Então, em meu coração, há só gratidão por ter conhecido mais pessoas-luz e que fazem a diferença no meu dia. Ontem, me flagrei comprando coisinhas pra ir tomar café com eles. E foi uma festa. Na ocasião, passou o Emanuel, da Pizza César, que também frequenta o point, e deixou uma pizza divina. Antes de sair, chegou o Marcos, médico acupunturista, e acabei ficando mais um bocadinho. O Marcos atende a Janete, esposa do Antônio, e sem cobrar nada. Mais um gesto revolucionário de partilha. Então é isso.
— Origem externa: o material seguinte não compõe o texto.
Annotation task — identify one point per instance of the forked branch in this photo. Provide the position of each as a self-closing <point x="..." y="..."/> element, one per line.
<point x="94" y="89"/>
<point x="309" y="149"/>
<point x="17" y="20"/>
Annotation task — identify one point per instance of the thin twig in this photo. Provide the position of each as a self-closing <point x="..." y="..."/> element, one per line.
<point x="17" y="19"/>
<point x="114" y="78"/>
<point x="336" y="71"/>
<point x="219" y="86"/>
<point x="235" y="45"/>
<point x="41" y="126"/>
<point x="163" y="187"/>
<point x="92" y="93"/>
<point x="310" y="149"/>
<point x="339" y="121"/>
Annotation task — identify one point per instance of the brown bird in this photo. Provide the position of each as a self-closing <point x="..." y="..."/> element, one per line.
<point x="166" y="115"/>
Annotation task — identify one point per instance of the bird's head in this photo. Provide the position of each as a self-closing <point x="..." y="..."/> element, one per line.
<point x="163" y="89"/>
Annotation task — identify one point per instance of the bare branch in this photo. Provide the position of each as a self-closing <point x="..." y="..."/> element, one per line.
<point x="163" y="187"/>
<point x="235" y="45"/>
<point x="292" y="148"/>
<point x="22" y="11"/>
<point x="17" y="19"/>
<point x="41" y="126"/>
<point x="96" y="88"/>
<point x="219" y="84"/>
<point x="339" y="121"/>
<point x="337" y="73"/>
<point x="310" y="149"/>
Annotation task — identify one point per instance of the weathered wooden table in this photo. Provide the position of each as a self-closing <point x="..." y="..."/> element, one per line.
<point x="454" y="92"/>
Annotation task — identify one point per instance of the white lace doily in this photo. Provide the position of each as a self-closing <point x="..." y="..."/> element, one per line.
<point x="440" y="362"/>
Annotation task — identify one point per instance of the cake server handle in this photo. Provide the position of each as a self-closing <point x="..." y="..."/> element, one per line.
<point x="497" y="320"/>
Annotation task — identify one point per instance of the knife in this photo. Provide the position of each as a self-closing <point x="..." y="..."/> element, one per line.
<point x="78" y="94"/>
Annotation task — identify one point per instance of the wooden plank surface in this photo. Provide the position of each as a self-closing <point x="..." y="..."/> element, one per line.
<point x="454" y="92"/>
Têm lugares que os anjos de Deus resolvem fazer morada, descansando de tantos corações amargos pelos quais precisam interceder. Ali, naquele local, eles se fazem presente e conosco se divertem. não há conversas sobre mágoas, sobre ressentimentos ou coisas ruins. A conversa gira em torno do lado bom da vida, que pode ser o forro da casa do Antônio que foi colocado... Ou, a alegria de finalmente o Zezinho regularizar o carro dele. Ou o Jáder, falando alto, chamando transeuntes pra boiar conosco, e sendo repreendido para não gritar, ao que todos caem na risada.

São dessas coisas que também é feita uma vida boa.

Obs: O point do Antônio fica na entrequadra da 205-204 na ASA Sul, Brasília, perto da rotatória que dá acesso à Rua dos Restaurantes. Passa por lá, quando estiver por Brasília. Tem sempre uma água geladinha, uma sombra, um café e uma prosa gostosa para te acolher. Sim, e teu carro, se for lavar, sairá como novo de lá. Teu carro e teu ser.